‘A shortage of properly trained television workers is creating a serious skills gap and threatening to undermine the future business performance of the entire broadcasting sector’.  A quote from a recent ScreenSkills Assessment perhaps? In fact, no.  This was Maggie Brown writing in The Guardian in November 2011.  More than a decade ago such warnings were being sounded regularly, and this was long before the growth of the streamers and the sudden hike in demand for content.  So why was the industry unwilling (or unable) to get its house in order for so long?  Why is it only relatively recently that the lack of investment in mid-career talent has even been raised as a problem?

As our newly-published research shows, the answer is not a simple one.
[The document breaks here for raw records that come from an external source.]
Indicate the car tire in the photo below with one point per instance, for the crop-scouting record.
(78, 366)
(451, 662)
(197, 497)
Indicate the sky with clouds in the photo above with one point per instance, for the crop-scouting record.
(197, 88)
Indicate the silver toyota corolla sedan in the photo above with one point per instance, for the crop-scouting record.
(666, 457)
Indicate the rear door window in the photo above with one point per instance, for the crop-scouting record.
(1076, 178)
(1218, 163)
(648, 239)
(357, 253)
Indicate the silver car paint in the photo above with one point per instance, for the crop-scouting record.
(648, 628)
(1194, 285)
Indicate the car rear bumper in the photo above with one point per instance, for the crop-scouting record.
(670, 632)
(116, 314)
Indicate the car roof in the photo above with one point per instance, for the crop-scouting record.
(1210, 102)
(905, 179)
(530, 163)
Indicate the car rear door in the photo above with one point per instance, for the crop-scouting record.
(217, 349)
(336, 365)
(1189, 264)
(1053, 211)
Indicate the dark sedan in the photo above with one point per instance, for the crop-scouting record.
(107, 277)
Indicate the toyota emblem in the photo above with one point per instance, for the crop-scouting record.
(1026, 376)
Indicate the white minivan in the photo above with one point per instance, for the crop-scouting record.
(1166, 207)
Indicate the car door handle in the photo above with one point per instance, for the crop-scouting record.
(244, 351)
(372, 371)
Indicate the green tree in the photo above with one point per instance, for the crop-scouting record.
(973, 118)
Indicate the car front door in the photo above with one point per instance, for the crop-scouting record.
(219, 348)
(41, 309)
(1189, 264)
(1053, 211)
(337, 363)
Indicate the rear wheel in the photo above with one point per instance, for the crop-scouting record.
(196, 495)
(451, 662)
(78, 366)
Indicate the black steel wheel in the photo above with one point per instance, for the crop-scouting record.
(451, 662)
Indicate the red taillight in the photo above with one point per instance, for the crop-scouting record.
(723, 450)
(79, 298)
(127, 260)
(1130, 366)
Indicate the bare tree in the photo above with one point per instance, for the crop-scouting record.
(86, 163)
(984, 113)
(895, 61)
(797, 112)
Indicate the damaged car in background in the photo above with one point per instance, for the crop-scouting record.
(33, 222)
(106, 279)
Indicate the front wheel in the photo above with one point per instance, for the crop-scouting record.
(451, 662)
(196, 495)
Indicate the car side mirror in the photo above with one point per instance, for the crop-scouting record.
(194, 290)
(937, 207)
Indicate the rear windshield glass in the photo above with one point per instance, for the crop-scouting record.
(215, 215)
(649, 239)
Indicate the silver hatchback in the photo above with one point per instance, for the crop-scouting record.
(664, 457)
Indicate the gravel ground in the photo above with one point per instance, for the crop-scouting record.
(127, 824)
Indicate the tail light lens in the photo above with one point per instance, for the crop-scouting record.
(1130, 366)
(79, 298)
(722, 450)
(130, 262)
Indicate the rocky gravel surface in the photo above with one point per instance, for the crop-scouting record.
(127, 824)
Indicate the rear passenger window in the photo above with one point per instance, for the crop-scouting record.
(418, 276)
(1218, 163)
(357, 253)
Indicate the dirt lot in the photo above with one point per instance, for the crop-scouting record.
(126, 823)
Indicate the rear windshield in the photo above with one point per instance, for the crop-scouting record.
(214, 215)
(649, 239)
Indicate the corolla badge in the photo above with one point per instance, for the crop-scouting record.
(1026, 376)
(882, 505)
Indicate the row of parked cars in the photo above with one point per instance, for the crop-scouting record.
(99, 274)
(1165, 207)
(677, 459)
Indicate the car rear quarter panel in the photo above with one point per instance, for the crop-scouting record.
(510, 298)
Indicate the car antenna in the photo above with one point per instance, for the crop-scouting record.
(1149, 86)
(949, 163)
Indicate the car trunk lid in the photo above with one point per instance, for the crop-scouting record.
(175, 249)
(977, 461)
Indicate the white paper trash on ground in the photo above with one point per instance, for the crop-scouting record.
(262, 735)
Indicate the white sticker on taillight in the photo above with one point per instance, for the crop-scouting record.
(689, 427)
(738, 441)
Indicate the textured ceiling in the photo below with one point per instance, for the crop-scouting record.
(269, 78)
Reasons for the odd way in which this industry has treated its talent are rooted in shifts in employment that began more than three decades ago.  The withdrawal of employer responsibility for its workforce and the massive expansion of freelance contracting has had pros and cons for those who have been caught up in these changes. One of the cons has been a historic lack of investment in ongoing career development and support. Hardly surprising then to find that, by mid-career, a lot of people find themselves moving into other kinds of work.  A recent report from the UK Film and TV Charity estimates that the number of ‘missing’ older workers (aged 50+) is between 24,000 and 35,000.  Yet the retention problem has been barely discussed. For a long time the industry’s mantra in the face of any prediction of a talent deficit was always ‘we need more entry-level recruitment’. The idea that young people who aspire to work in these industries (however vast their numbers) could compensate for the attrition of experienced workers was never plausible, despite the fact that for years this was the basis of much policy.

In the research that we publish this week, we investigate how and why the industry’s retention problem came to be framed as a problem of entry-level recruitment. Our aim is to help refocus the discussion on the reasons why people are leaving the industry, and the practical measures that need to be taken to nurture their careers and encourage them to stay.

 

Richard Wallis and Christa van Raalte, C., 2022. Britain’s Got Talent? A Critique of the “Talent Pipeline” Crisis in the UK’s Film and Television Industries. Media Industries, 9(1). doi: 10.3998/mij.282.